The IAALS Out-of-Court Model and the Education of Future Family Lawyers

Andrew Schepard Andrew Schepard
Sidney and Walter Siben Distinguished Professor of Law, Maurice A. Deane School of Law, Hofstra University
August 15, 2019

Innovations in the delivery of legal services can also be laboratories for testing innovations in legal education. When it comes to innovative legal services, IAALS developed two centers for families to receive legal and supportive services outside of the court system that were in operation from 2013 to 2017: the Resource Center for Separating and Divorcing Families at the University of Denver and the Center for Out-of-Court Divorce in the Denver community. A recent publication, Divorcing Together: Report on an Interdisciplinary Out-of-Court Approach to Separation and Divorce, documents the model behind these IAALS centers, which helped families navigate the divorce process and was shown to “improve family circumstances in terms of parental decision-making skills, communication and conflict strategies, and co-parenting skills, as well as decreases in acrimony and parenting stress.”

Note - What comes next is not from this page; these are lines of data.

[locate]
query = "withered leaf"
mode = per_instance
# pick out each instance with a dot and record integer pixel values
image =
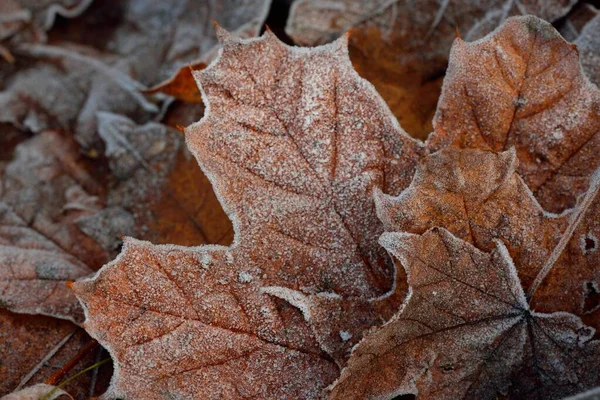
(467, 332)
(402, 46)
(32, 349)
(36, 392)
(294, 141)
(478, 196)
(28, 20)
(522, 86)
(62, 84)
(43, 192)
(589, 48)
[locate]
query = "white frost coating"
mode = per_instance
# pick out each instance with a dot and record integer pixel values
(36, 392)
(294, 297)
(129, 84)
(59, 9)
(583, 243)
(515, 283)
(575, 220)
(345, 336)
(245, 277)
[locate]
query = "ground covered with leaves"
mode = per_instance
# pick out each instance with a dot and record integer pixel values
(194, 206)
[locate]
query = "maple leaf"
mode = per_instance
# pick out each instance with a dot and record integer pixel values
(523, 86)
(43, 193)
(294, 141)
(33, 345)
(402, 46)
(108, 71)
(479, 197)
(467, 331)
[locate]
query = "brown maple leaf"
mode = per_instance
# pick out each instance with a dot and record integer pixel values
(36, 392)
(479, 197)
(467, 331)
(43, 192)
(588, 46)
(523, 86)
(402, 46)
(34, 346)
(294, 141)
(28, 20)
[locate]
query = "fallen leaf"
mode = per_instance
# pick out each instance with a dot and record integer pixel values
(582, 13)
(36, 392)
(293, 141)
(479, 197)
(402, 46)
(589, 49)
(467, 332)
(523, 86)
(182, 85)
(28, 20)
(43, 193)
(34, 347)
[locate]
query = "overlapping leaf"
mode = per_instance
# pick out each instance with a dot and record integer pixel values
(294, 142)
(402, 46)
(523, 86)
(467, 332)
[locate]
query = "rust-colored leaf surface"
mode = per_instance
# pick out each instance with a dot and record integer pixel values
(402, 46)
(478, 196)
(523, 86)
(34, 347)
(294, 141)
(38, 391)
(589, 48)
(28, 20)
(43, 193)
(467, 332)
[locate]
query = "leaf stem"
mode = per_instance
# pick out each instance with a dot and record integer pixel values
(576, 219)
(83, 371)
(91, 345)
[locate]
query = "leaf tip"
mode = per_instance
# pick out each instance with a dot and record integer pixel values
(223, 35)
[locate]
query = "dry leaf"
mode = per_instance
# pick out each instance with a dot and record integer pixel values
(402, 46)
(34, 347)
(294, 143)
(28, 20)
(44, 191)
(589, 48)
(36, 392)
(479, 197)
(522, 86)
(467, 332)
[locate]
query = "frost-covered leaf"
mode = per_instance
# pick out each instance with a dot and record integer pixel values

Here, I will focus on the innovations in education that spring from the IAALS model and the effect on the law students who participated in the on-campus center—a benefit not explored in depth in the report. For about two of its four years in operation, the service model was delivered by carefully supervised law, social work, and psychology students at the University of Denver. For the other two years, the model was delivered by licensed professionals based off campus in the community.

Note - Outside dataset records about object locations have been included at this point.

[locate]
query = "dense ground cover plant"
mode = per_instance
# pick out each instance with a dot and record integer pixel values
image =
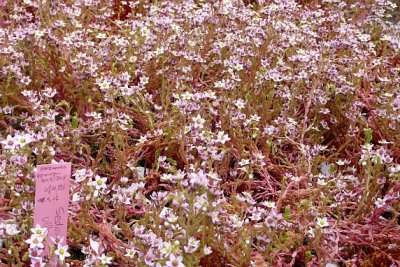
(204, 133)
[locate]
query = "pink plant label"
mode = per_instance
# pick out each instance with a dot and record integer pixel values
(52, 199)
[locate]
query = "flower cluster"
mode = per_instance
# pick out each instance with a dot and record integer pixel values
(210, 133)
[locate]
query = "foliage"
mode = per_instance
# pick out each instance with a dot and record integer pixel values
(211, 133)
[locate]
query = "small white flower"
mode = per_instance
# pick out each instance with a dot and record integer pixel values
(38, 230)
(207, 250)
(322, 222)
(11, 229)
(192, 246)
(62, 252)
(175, 261)
(198, 122)
(105, 259)
(99, 182)
(35, 241)
(130, 253)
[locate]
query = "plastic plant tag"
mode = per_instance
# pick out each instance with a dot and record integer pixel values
(52, 200)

The report documents that, for practical purposes, the carefully supervised students and licensed professionals were equally effective in delivering services to separating and divorcing families and their children. This finding should provide some reassurance to those who might be concerned that law students are not as capable as more mature professionals of working with families in transition.

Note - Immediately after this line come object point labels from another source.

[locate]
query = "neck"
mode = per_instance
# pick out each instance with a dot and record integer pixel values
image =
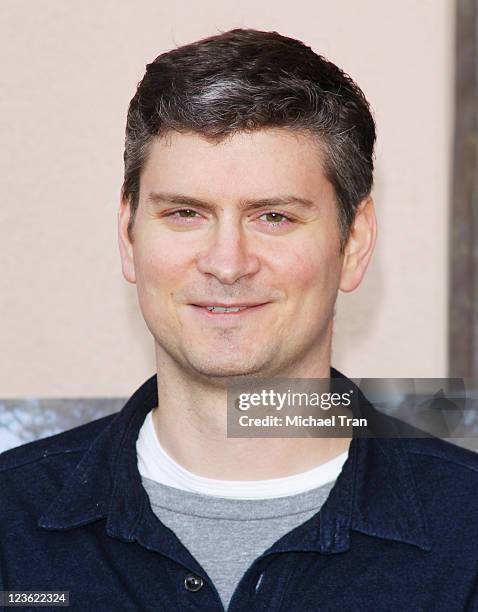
(191, 424)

The report also documents the benefit to families from participating in the IAALS services provided at the centers. It does not, however, address the question of what educational benefits the law students were provided by working with the families. Legal educators typically divide an answer to that question into three components: improvement in knowledge, skills, and values. Empirical evaluation of the on-campus center’s educational outcomes, though based on a small sample, plus observation of and discussion with center students, suggest the following “bullet points” for law student learning in each category:

Knowledge

  • Law of divorce and parentage (grounds, property distribution, spousal support, child support, post-divorce parenting)
  • Law and ethics rules of mediation, therapy, and interdisciplinary practice
  • Mental health knowledge surrounding divorce
  • Financial planning concepts associated with divorce and separation

Skills

  • Counseling: identifying options and promoting long-range thinking and problem-solving skills in clients
  • Mediation
  • Drafting agreements
  • How to be part of a collaborative team

Values

  • Emphasis on problem solving and counseling rather than litigation
  • Importance of collaboration with other professions
  • Promoting access to justice
  • Belief that positive change in the legal system is possible

Not all law students achieved these educational outcomes to an equal degree, and individual students do not fall neatly in a single category. However, it is hard to come up with a better list of what we want law students interested in family law careers—who become future lawyers, judges, legislators, and community leaders—to learn in a family law course. What the students learned at the on-campus center was similar to what they would have learned in a good law school clinic. Instead of a focus on client representation and courtroom skills, however, law students focused on mediation, interdisciplinary collaboration, and problem-solving.

The experiential education provided to the law students at the center is a model for what family law education can—and should—accomplish. We are trying to capture the same experience for law students at my own law school in a family mediation practicum, and a small number of other law schools also have excellent family mediation-based clinical programs. This education is expensive and intensive, but worth it—an investment in the future of family law and the parents and children it serves.